In Vazquez v. Triad Media Solutions, Inc., 2016 WL 155044, at *4-5 (D.N.J., 2016), Judge Walls struck an affirmative defense in a TCPA text message case asserting EBR, strikes a ruinous penalty affirmative defense, but allows a First Amendment challenge to proceed.  Judge Walls  found EBR not properly asserted in a text message case because “The Third Circuit has held that the “established business relationship” exemption of 47 U.S.C. § 227(b)(1)(C)(i) applies “exclusively to residential lines, [and] there is no established business relationship … exemption that applies to autodialed calls made to cellular phones.” Gager v. Dell Fin. Servs., LLC, 7272 F.3d 265, 273 (3d Cir. 2013).”   Judge Walls did, however, allow a First Amendment Affirmative Defense to be pleaded.

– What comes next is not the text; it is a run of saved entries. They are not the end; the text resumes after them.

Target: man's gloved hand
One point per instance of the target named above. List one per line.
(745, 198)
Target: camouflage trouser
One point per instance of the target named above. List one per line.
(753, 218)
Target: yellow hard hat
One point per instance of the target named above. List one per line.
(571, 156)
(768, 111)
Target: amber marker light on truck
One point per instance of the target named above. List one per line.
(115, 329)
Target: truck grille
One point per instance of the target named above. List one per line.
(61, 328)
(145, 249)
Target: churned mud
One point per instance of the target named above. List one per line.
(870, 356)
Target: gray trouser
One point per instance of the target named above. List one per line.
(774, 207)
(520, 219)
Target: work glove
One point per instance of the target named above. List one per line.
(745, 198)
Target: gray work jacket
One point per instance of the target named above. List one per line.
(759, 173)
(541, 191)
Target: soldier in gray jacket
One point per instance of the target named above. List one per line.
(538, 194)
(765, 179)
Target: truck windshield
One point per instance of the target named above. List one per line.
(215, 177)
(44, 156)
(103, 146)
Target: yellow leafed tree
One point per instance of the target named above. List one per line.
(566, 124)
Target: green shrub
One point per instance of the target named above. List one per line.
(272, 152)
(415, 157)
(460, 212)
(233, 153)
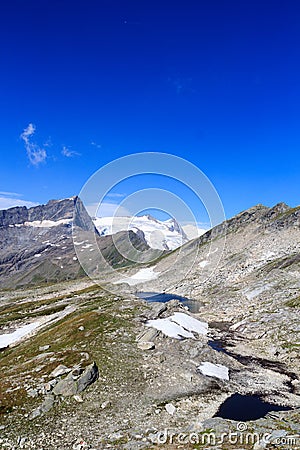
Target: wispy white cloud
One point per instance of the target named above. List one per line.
(35, 153)
(116, 195)
(66, 151)
(12, 194)
(95, 144)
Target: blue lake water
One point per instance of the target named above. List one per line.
(246, 407)
(192, 305)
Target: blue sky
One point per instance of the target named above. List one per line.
(215, 82)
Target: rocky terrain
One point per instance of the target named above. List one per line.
(102, 368)
(40, 244)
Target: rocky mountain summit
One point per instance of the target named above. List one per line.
(163, 235)
(195, 350)
(38, 244)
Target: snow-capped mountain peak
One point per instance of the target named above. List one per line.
(163, 235)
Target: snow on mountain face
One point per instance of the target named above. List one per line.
(167, 235)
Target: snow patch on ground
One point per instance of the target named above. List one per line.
(252, 293)
(179, 325)
(162, 235)
(214, 370)
(140, 277)
(202, 264)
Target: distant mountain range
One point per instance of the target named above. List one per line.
(167, 235)
(36, 244)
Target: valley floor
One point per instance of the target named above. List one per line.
(150, 392)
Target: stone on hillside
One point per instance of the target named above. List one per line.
(148, 336)
(47, 404)
(66, 387)
(89, 376)
(146, 345)
(157, 309)
(170, 408)
(59, 370)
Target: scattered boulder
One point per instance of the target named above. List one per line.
(157, 309)
(44, 347)
(66, 387)
(146, 345)
(60, 370)
(89, 376)
(47, 404)
(170, 408)
(148, 336)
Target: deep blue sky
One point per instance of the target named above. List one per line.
(216, 82)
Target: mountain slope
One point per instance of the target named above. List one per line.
(167, 235)
(36, 244)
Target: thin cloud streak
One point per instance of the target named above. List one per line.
(68, 153)
(35, 153)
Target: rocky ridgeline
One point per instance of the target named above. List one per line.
(37, 244)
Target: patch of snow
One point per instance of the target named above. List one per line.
(169, 328)
(179, 325)
(202, 264)
(214, 370)
(162, 235)
(140, 277)
(189, 323)
(252, 293)
(10, 338)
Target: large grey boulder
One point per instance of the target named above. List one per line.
(89, 376)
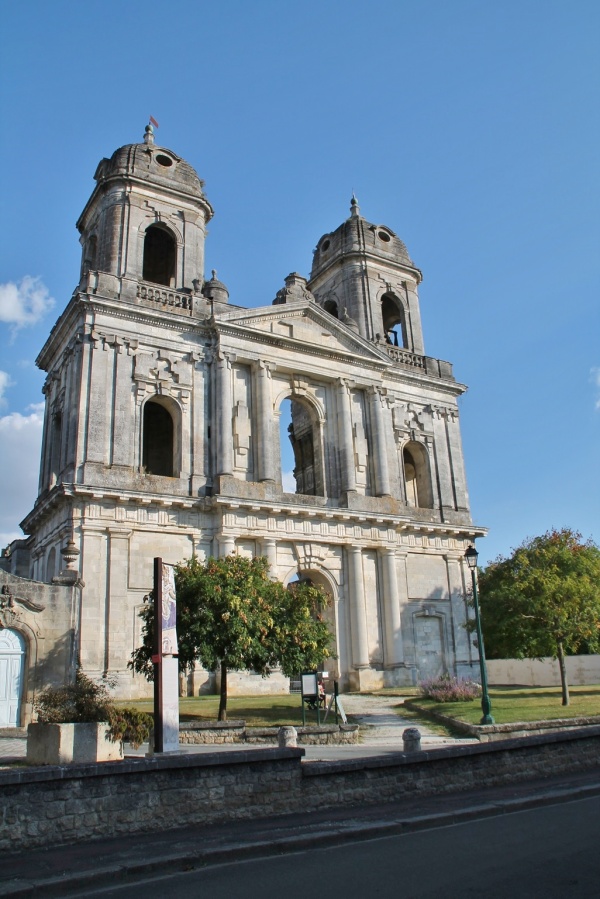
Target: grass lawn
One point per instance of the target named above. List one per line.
(256, 711)
(510, 704)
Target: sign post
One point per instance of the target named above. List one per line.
(164, 659)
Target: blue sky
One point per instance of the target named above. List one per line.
(470, 128)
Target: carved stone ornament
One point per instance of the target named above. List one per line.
(7, 602)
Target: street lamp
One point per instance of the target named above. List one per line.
(486, 706)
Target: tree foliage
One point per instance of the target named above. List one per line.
(544, 600)
(232, 616)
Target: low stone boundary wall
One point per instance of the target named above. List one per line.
(581, 670)
(216, 732)
(83, 802)
(487, 733)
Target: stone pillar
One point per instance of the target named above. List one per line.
(393, 649)
(200, 463)
(224, 415)
(119, 624)
(226, 545)
(123, 414)
(269, 550)
(356, 600)
(379, 444)
(263, 421)
(463, 646)
(97, 421)
(347, 465)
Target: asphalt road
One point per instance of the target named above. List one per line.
(551, 852)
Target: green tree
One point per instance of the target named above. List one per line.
(544, 600)
(232, 616)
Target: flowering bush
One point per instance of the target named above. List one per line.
(449, 689)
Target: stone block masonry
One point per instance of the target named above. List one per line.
(85, 802)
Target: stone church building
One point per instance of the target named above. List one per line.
(162, 436)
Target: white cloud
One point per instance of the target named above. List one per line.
(288, 482)
(5, 382)
(595, 379)
(24, 303)
(20, 443)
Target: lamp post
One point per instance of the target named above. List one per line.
(486, 706)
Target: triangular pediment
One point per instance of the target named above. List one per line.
(304, 324)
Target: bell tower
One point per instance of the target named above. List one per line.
(145, 221)
(362, 273)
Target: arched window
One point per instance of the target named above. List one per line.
(91, 253)
(416, 476)
(55, 448)
(394, 320)
(158, 448)
(51, 565)
(159, 256)
(300, 432)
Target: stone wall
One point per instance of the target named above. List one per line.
(581, 670)
(46, 619)
(237, 732)
(77, 802)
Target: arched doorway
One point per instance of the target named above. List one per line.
(331, 667)
(12, 667)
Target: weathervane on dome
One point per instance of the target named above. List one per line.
(149, 131)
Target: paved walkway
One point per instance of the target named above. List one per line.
(381, 729)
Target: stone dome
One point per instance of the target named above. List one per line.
(356, 234)
(147, 162)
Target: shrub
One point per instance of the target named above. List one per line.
(130, 726)
(85, 702)
(449, 689)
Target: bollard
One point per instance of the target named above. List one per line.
(412, 739)
(288, 737)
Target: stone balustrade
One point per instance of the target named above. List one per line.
(165, 297)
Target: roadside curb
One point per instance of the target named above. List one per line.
(356, 827)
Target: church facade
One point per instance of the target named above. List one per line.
(162, 433)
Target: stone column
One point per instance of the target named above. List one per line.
(393, 649)
(356, 600)
(379, 444)
(269, 550)
(223, 415)
(226, 545)
(263, 420)
(122, 446)
(200, 463)
(347, 465)
(118, 635)
(463, 646)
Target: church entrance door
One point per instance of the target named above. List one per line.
(12, 663)
(429, 647)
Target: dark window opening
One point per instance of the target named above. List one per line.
(157, 455)
(392, 314)
(331, 307)
(416, 477)
(55, 449)
(91, 252)
(306, 456)
(159, 256)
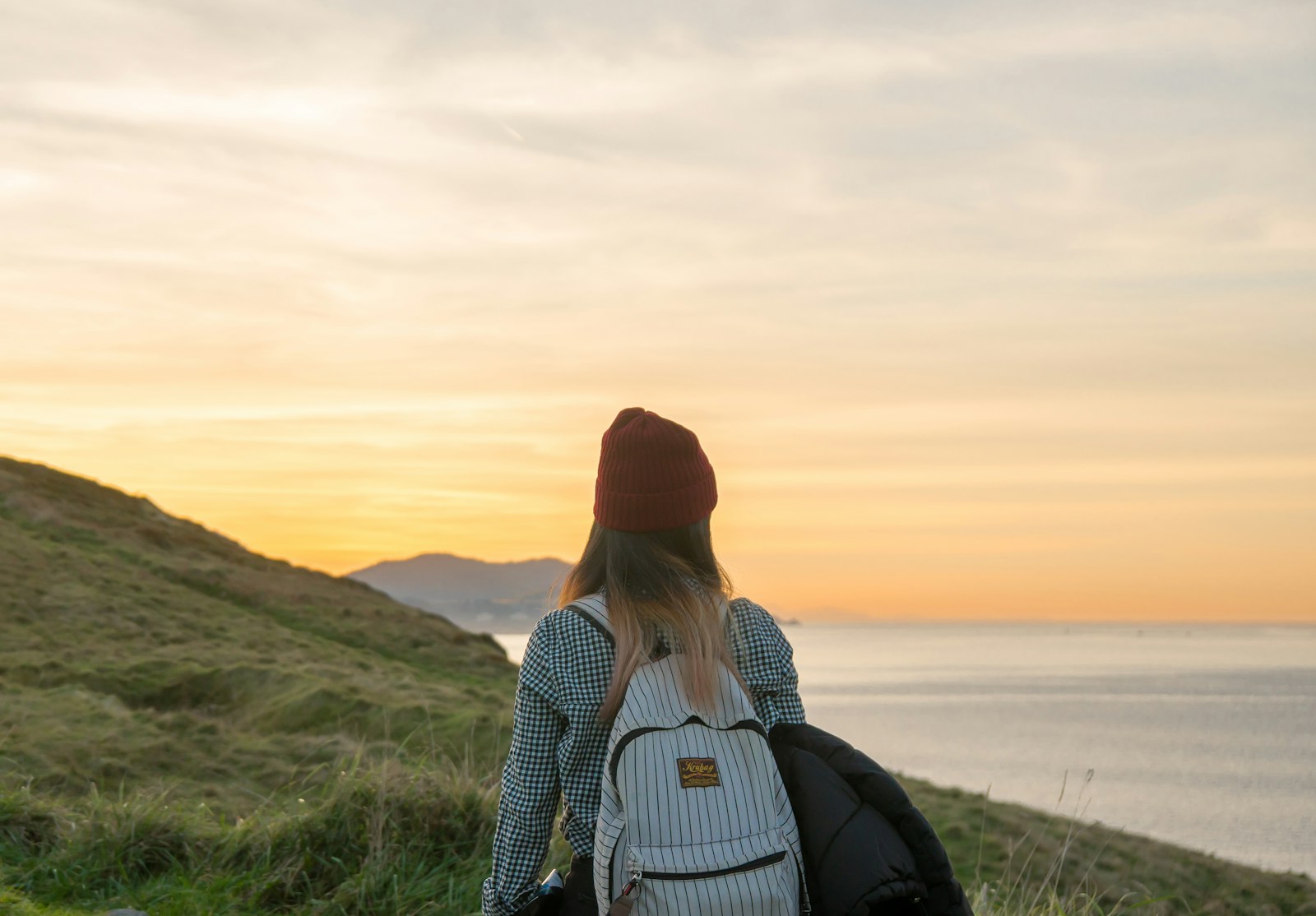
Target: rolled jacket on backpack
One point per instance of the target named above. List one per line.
(868, 849)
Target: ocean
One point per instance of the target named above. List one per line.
(1203, 736)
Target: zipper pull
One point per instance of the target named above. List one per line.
(623, 904)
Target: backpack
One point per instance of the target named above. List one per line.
(694, 817)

Plaintiff cites cases in other Courts of Appeals and district courts outside the Third Circuit holding that the TCP A does not violate the First Amendment, see, e.g., Meyer v. Portfolio Recovery Associates, LLC, 707 F.3d 1036, 1045 (9th Cir. 2012); Missouri ex rel. Nixon v. Am. Blast Fax, Inc., 323 F.3d 649, 660 (8th Cir. 2003), but cites no precedent in the Third Circuit. Because the “insufficiency of the defense is not clearly apparent,” Kramer, 757 F. Supp. at 410, and Plaintiff’s motion “requires this court to determine an unclear question of law in the absence of binding circuit precedent,” Dann, 274 F.R.D. at 144, the Court denies Plaintiff’s request to strike the Eighth Affirmative Defense on the ground of legal insufficiency.

Judge Walls did not allow a “excessive fines” defense to be asserted.

In the Ninth Affirmative Defense, Defendant argues that “the aggregated statutory damages” sought by the class “may result in potential ruinous liability for Defendant, and may constitute excessive fines in violation of the United States Constitution, Eighth Amendment.” . . . The Supreme Court has held that the Eighth Amendment’s “Excessive Fines Clause” “does not constrain an award of money damages in a civil suit when the government neither has prosecuted the action nor has any right to receive a share of the damages awarded.” Browning-Ferris Industries of Vermont, Inc. v. Kelco Disposal, Inc., 492 U.S. 257, 264 (1989); see also Austin v. United States, 509 U.S. 602, 609-10 (1993) (“The purpose of the Eighth Amendment…was to limit the government’s power to punish…. The Excessive Fines Clause limits the government’s power to extract payments, weather in cash or in kind, as punishment for some offense.”) (internal quotations and citations omitted, emphasis in original); Leonen v. Johns-Manville Corp., 717 F. Supp. 272, 286 (D.N.J. 1989) (the Eighth Amendment “does not act to restrict such awards where the government has not prosecuted the suit or cannot share the recovery”) (citing Browning-Ferris, 492 U.S. at 264). The Government is not a plaintiff in this case, Plaintiff has not brought the suit on the Government’s behalf, and neither party argues that the Government could share in the potential recovery. The Excessive Fines Clause does not limit the potential award in this case, and Defendant does not attempt to argue that “potential ruinous liability” bars a private cause of action. The Court strikes Defendant’s Ninth Affirmative Defense with prejudice.